Photo: Courtesy of Not My Style

Detecting sustainable clothing is possible with a new smartphone feature.

Not My Style, a London-based iPhone app, notifies consumers about the transparency of their favorite fashion brands. With the app, consumers have access to information on how their preferred High Street retailers treat their garment workers.

Today, fast fashion has stormed the retail category and clothes are growing in volume on a regular basis. According to Not My Style, most clothes are made internationally by more than 40 million apparel workers, most of which are located in poverty-stricken countries. Furthermore, many consumers can’t access compliance data. Not My Style aims to change this dilemma by providing consumers the power to choose ethical options for their wardrobes.

After successfully completing its Kickstarter goal in December 2015, Not My Style launched the first version of its iPhone app. The app has rated more than 100 High Street brands based on how much compliance information they share on their websites. Consumers can use the app while they shop, and it also connects to social media platforms, so they can share ratings with friends or contact the brand directly.

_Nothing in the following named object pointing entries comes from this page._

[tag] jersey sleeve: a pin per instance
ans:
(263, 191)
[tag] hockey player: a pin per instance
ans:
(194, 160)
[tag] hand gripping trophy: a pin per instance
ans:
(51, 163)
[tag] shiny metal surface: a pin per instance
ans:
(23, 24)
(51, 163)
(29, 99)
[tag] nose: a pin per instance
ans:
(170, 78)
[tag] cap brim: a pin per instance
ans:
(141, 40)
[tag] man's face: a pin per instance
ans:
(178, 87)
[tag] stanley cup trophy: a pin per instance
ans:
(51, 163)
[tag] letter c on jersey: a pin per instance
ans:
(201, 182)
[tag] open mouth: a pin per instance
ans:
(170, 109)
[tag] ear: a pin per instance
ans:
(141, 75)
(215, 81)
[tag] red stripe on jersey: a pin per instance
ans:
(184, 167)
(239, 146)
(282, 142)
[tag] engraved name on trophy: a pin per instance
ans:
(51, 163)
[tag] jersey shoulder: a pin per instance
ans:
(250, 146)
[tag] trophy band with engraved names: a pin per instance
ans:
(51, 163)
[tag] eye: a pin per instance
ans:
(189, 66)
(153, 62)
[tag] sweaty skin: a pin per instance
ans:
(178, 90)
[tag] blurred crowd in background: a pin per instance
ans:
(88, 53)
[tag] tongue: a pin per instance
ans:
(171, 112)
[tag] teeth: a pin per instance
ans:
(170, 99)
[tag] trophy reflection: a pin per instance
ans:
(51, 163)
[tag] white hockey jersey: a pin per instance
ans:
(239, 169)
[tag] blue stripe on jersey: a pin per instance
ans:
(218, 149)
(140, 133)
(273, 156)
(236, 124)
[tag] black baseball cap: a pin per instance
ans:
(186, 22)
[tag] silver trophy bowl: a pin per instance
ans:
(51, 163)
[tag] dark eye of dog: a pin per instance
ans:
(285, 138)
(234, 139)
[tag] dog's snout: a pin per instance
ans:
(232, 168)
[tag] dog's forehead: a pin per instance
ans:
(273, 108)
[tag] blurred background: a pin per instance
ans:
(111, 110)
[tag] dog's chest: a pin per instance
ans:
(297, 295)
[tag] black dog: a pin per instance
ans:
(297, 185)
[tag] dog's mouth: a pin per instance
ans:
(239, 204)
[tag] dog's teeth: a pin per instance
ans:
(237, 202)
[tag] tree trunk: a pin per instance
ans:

Each brands’ website is evaluated using 22 key indicators that determine how much compliance information is disclosed by brands. Not My Style focuses on whether brands disclose apparel factory information, pay their workers a living wage and share supply chain audit results. Each retailer is provided one of three ratings: shop, think or stop. Brands that fall in the “shop” category share the most compliance information, while brands that earn a “stop” rating are the least transparent about working conditions.

Not My Style has already rated many brands on its app. The most transparent brands listed include & Other Stories, New Look and Uniqlo, and Boohoo and Urban Outfitters are ranked among the least visible.

Not My Style plans to launch the app for other smartphones, including Androids and will expand its database to other major cities in the future.